Bilemiyorum, bunu tahmin etmek güç. Okulda basketbol da oynadım ama voleybolun kadınlara biraz daha uyan bir spor olduğunu düşünmem, voleybolu tercih etmemdeki etkenlerden biriydi.
İlk kulübünüz Arandjelovac’tı ve akabinde isminizi yavaş yavaş parlatmaya başladığınız Dinamo Pancevo’ya geçtiniz. Bildiğim kadarıyla anneniz hâlâ Pancevo’da ikamet ediyor. O günlerle ilgili aklınızda kalan neler var? 2010’da Pancevo’yu ve ailenizi bırakıp Fransa’ya, Cannes’a transfer olmak zor muydu?
Cannes’daki ilk sezonum bir hâyli zorlayıcı olmuştu; zira ailemi ve tüm arkadaşlarımı arkamda bırakmıştım. Ancak profesyonel bir sporcu olarak zamanla bunlara alışıyorsunuz. O ilk sezonun ardından her şey giderek yerine oturmaya başladı. Takımda benimle birlikte beş Sırp oyuncunun olması da büyük bir avantajdı. Herhangi bir şeye ihtiyaç duyduğumda, üzgün olduğumda, evi özlediğimde, daima yanımdaydılar.
Cannes’da geçirdiğiniz dört senede voleybolun en önemli yıldızlarından biri hâline geldiniz. Sizinle beraber takım da büyük aşama kaydetti ve başarılar kazandı. Cannes kulübünün Milena Rasic efsanesini yaratan yer olduğunu söylemek doğru olur mu?

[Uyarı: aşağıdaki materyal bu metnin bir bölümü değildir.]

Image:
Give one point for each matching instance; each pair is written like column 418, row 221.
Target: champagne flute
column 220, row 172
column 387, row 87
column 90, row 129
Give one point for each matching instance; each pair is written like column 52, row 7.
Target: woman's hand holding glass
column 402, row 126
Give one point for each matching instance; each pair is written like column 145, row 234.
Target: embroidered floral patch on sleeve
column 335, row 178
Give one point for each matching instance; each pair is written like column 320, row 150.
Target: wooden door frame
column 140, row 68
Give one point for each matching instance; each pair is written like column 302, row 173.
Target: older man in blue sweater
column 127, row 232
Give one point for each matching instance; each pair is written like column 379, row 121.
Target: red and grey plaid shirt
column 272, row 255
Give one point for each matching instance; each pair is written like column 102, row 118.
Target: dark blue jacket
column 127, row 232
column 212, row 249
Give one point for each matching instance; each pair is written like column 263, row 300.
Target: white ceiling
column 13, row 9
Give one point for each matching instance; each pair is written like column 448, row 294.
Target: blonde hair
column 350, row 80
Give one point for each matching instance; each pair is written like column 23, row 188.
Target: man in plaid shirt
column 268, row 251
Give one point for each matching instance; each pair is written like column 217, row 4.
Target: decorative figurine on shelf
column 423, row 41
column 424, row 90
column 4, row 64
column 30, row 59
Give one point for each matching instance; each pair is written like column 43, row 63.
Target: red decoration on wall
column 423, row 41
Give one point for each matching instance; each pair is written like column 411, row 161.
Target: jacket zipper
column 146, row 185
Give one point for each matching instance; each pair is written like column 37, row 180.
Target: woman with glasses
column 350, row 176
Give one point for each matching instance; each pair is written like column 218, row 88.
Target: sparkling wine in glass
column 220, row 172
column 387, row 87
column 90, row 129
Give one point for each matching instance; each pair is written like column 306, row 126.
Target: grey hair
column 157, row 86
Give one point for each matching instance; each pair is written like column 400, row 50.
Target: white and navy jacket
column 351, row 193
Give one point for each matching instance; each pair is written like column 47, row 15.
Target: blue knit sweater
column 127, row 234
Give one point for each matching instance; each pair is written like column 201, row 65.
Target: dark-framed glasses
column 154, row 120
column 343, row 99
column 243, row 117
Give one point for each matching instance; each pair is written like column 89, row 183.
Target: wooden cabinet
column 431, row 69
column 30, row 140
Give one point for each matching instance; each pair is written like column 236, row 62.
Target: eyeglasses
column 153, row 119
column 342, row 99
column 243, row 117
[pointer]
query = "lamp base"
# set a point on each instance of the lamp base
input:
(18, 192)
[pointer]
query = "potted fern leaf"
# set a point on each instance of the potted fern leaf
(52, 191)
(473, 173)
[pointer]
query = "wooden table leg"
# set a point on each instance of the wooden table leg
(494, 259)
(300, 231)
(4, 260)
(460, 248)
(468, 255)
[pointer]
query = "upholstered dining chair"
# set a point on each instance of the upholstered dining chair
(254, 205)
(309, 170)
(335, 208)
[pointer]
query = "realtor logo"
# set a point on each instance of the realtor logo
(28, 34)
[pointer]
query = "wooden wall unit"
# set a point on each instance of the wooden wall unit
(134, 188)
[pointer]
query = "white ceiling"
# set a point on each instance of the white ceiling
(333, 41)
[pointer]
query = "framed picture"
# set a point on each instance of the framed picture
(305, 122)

Aslına bakılırsa ben, bir oyuncu olarak, Sırbistan Milli Takımı’nda koç Zoran Terzic ile büyümeye başladığımı düşünüyorum. Tabii ki daha önceki tüm koçlarım da gelişimimde bana çok yardımcı oldular. Cannes’a transfer olmak ve orada oynamak da süreci bir adım öteye taşıyan hamleydi. Ancak Fransa Ligi çok zorlu bir lig değildi ve daha ziyade Şampiyonlar Ligi maçlarına yoğunlaşıyorduk. Bir sene finalde kaybettik, bir keresinde de Vakıfbank ile çeyrek finalde karşılaşmıştık. Sanırım Giovanni Guidetti’nin dikkatini çektiğim an da o olmalı. Aile havasına sahip, gerçek anlamda iyi bir takımdık ve oraya dair mükemmel anılarım var. Cannes benim adıma daima özel yerlerden biri olarak kalacak.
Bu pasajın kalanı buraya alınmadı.